Saudi Minister of Energy Prince Abdulaziz bin Salman bin Abdulaziz. Reuters file photo
Saudi Minister of Energy Prince Abdulaziz bin Salman bin Abdulaziz. Reuters file photo

Minister of Energy Prince Abdulaziz bin Salman bin Abdulaziz announced that the Saudi Arabian Oil Company -Saudi Aramco- has discovered fourteen Arabian oil and natural gas fields and reservoirs in Eastern Region and the Empty Quarter. The discoveries include six fields and two reservoirs of Arabian oil, as well as two fields and four reservoirs of natural gas.
The minister extended his congratulations to Custodian of the Two Holy Mosques King Salman bin Abdulaziz Al Saud and His Royal Highness the Crown Prince and Prime Minister on these discoveries, expressing his wishes for continued growth, development, and prosperity for the Kingdom of Saudi Arabia and its people, SPA reported.
Prince Abdulaziz stated that "Jabu" oil field has been discovered in Eastern Region, following the flow of Arabian Extra Light Oil in "Jabu-1" well at a rate of 800 barrels per day (bpd). "Sayahid "oil field was also discovered, where Arabian Extra Light Oil flowed in "Sayahid-2" well at a rate of 630 bpd. Additionally, "Ayfan" oil field was discovered, where Arabian Extra Light Oil in "Ayfan-2" well flowed at a rate of 2,840 bpd, with 0.44 million standard cubic feet (MMscf) of associated gas per day. Furthermore, "Jubaila" oil reservoir has been discovered in "Berri" field after Arabian Light Oil flowed in " Berri-907" well at a rate of 520 bpd, associated with 0.2 MMscf of gas per day.
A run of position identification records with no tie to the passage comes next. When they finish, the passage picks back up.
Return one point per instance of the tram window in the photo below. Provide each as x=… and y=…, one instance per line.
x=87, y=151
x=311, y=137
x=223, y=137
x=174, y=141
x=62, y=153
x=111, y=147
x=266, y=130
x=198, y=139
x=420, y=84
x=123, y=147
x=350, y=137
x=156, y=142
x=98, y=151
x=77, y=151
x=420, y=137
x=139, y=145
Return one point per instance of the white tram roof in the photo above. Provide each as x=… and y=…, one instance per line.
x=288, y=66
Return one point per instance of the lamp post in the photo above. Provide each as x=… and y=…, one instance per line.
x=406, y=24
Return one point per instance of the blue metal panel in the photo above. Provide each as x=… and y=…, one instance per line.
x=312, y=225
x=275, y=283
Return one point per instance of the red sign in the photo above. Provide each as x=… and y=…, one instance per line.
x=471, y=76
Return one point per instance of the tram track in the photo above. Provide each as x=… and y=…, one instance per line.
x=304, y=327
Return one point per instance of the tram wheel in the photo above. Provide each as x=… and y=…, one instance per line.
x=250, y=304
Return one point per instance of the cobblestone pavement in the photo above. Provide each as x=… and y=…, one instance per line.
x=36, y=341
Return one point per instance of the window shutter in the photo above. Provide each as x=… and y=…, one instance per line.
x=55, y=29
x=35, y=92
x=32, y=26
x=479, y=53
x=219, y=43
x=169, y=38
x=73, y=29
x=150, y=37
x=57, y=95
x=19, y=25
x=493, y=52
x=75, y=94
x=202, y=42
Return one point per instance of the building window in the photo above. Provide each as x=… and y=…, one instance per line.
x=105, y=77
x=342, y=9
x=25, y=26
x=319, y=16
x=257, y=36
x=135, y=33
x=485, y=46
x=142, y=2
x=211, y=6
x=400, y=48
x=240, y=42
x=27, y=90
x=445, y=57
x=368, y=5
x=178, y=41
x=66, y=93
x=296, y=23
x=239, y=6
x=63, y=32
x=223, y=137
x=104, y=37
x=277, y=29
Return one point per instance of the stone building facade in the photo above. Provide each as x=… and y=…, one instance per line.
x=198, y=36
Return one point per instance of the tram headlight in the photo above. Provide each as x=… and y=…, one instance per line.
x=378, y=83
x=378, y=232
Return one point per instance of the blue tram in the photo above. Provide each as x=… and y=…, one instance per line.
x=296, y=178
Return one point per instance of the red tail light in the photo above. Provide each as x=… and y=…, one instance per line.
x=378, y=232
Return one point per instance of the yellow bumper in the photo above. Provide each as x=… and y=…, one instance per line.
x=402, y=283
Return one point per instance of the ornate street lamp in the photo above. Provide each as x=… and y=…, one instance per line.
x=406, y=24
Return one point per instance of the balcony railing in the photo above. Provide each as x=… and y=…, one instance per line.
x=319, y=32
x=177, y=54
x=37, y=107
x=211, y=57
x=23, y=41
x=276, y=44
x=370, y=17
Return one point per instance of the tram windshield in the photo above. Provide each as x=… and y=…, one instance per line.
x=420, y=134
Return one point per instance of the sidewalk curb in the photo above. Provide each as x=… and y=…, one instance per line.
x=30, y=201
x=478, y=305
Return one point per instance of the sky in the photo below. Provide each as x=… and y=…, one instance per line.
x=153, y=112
In addition, "Unayzah-A" oil reservoir was discovered in "Mazalij" field after the flow of Arabian Super Light Oil in "Mazalij-64" well at a rate of 1,011 bpd, along with 0.92 MMscf of associated gas per day.
In the Empty Quarter, "Nuwayr" oil field has been discovered after the flow of Arabian Medium Oil in "Nuwayr-1" well at a rate of 1,800 bpd, with 0.55 MMscf of associated gas per day. Additionally, the oil field "Damda" was discovered, where Arabian Medium Oil flowed in "Damda-1" well at a rate of 200 bpd from "Mishrif-C" reservoir, while Arabian Extra Light Oil flowed from "Mishrif-D" reservoir in the same well at a rate of 115 bpd. Also, the discovery of "Qurqas" oil field was confirmed after Arabian Medium Oil flowed in "Qurqas-1" well at a rate of 210 bpd.
For natural gas, the minister of energy announced the discovery of "Ghizlan" gas field in Eastern Region, where gas flowed in " Ghizlan-1" well at a rate of 32 MMscf per day from "Unayzah B/C" reservoir, with 2,525 barrels of condensate. Also, "Araam" gas field was discovered after gas flowed in "Araam-1" well from "Unayzah B/C" reservoir at a rate of 24 MMscf per day with 3,000 barrels of condensate.
"Qusaiba" unconventional gas reservoir was also discovered in "Mihwaz" field in Eastern Region, where gas flowed in "Mihwaz-193101" well at a rate of 3.5 MMscf per day, with 485 barrels of condensates.
In the Empty Quarter, "Arab-C" gas reservoir was discovered in "Marzouq" field, where gas flowed in "Marzouq-8" well at a rate of 9.5 MMscf per day. The same well also resulted in the discovery of "Arab-D" gas reservoir, after the flow of gas at a rate of 10 MMscf per day. Additionally, the "Upper Jubaila" gas reservoir was discovered from the same well, where gas flowed at a rate of 1.5 MMscf per day.
Finally, Prince Abdulaziz stressed on the importance of the added value that these discoveries represent, solidifying the Kingdom’s leading position in the global energy sector, and reinforcing its rich hydrocarbon potential. Citing that such discoveries will lead to opening new horizons for the Kingdom’s economic development and strengthening its ability to meet both domestic and global energy demand efficiently and sustainably for decades to come. These discoveries will also support sustained economic growth and prosperity, in line with Vision 2030 and Saudi Arabia’s ambitious goals to fully harness its natural resources and enhance global energy security.